Tuesday, Jan. 31, 2006

Losing the Script and Finding His Voice

By Mike Allen

"He was a great President. But boy, they mistreated him. He did what he thought was right."

George W. Bush's entry for himself in some future history book? Actually, it was the President describing Abraham Lincoln last week during an epic 100-min. question-and-answer session with 9,000 soldiers and students at Kansas State University. Bush hastened to say he was not comparing himself with that iconic wartime President: "I would never do that." But that's how this President sees himself, according to friends. And last week he began reminding us, selling himself with more vim and certitude than at any other time since he was re-elected 15 months ago.

Buffeted by Katrina, the CIA leak and Iraq, Bush was teetering on the edge of irrelevance after a largely wasted 2005. But he found his voice in an improbable place: at the center of what looked like a serious scandal. Bush had personally tried to keep the New York Times from revealing the existence of a White House--authorized program to tap calls coming into and going out of the U.S. without a warrant if they involved a suspected terrorist, and just last week he told the Wall Street Journal, "I'm sorry we're talking about it."

But the eavesdropping controversy turned out to offer a foothold. "If somebody from al-Qaeda is calling you, we'd like to know why," Bush declared, while polls showed Americans weren't particularly concerned about warrantless wiretapping if authorities were using it to try to fight terrorism. When a new threat on tape from Osama bin Laden emerged, Bush was set up to return to the stage as Protector in Chief, the Republicans' award-winning role in the past two elections.

Starting Feb. 6, the Senate will plunge ahead with hearings on eavesdropping, and Bush could face trouble if facts come out indicating he has described the program inaccurately or incompletely. After Bush delivered his war-on-terrorism defense of the program, however, Democrats seemed to have lost their stomach for battle. "I'm not sure that's a winning issue for Democrats," party strategist Harold Ickes said. Senate Democratic leader Harry Reid preferred to focus on Medicare snafus and what he called G.O.P. corruption.

Still, Bush faces some grim facts. A new TIME poll puts his approval rating at just 41%. Iraq remains unstable; senior citizens are having trouble with the Medicare prescription plan; and the government announced last week that the pace of economic growth in the final quarter of 2005 was the slowest in three years.

Inside the White House, though, aides were smiling again. Low poll numbers aren't worth agonizing over because many party strategists believe Bush has a ceiling of 52%, says Republican pollster Whit Ayres. "It's hard to imagine anyone who didn't vote for his re-election would approve of his job performance." And aides felt the President had aced his recent appearances. The strategy--a latter-day version of "let Reagan be Reagan"--was to get Bush out of rigid, scripted settings and have him adopt a looser, more self-deprecating style so that people would see the casual side that had originally won the country over.

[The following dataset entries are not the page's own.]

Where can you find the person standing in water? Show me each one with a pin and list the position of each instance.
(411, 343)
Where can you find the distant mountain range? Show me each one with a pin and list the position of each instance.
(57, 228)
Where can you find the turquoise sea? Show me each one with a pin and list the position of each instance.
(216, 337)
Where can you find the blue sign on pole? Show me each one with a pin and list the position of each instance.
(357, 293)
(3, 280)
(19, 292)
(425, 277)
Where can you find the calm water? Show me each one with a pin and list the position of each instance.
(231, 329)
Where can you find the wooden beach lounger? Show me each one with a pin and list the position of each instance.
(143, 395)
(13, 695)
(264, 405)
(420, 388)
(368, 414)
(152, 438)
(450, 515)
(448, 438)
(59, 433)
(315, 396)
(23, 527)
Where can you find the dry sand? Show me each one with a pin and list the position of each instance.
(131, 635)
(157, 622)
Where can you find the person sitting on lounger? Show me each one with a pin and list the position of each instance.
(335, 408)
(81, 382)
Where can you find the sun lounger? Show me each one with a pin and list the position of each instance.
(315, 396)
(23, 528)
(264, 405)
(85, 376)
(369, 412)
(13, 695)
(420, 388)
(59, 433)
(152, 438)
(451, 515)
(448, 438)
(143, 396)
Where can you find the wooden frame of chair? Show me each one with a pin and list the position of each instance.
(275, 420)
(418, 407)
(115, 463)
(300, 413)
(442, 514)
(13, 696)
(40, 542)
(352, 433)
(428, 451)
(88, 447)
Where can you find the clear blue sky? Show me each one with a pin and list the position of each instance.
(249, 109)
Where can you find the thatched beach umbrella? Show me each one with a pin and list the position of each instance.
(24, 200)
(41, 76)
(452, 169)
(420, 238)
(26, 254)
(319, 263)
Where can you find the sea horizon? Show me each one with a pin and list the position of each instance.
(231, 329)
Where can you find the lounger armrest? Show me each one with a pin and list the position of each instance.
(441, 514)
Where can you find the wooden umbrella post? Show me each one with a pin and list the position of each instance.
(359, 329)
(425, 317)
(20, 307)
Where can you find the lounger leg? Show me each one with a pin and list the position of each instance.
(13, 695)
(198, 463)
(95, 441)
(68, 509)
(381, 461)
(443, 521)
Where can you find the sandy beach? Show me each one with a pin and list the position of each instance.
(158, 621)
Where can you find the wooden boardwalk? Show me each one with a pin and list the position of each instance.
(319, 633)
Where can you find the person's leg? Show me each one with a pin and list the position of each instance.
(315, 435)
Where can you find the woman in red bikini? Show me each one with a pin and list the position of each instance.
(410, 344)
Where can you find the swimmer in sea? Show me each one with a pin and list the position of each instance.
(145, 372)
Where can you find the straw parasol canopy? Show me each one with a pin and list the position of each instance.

The transformation began in December when Bush started giving what aides considered "realistic" speeches about Iraq, took audience questions and appeared on camera nearly every weekday. He has been emphasizing humor, telling a woman in Kansas, "I couldn't hear the question, so I'll put the words in your mouth." The President was enjoying himself so much, he had no idea he had taken 13 questions from the audience, throwing off his tight schedule.

As Bush began sounding sharper and feeling better, friends said, he began to look ahead, conscious of the 2009 finish line. In Kansas he told the soldiers and students to pray, exercise and "be optimistic." He choked up talking about the First Lady, made a rare reference to his twins ("The girls still love me") and called Barney the Scottish terrier "the son I never had." He has been reading When Trumpets Call, about Theodore Roosevelt's life after the White House. Aides insist, however, that this President, as an ex, will not go on safari or write opinion articles tormenting his successors.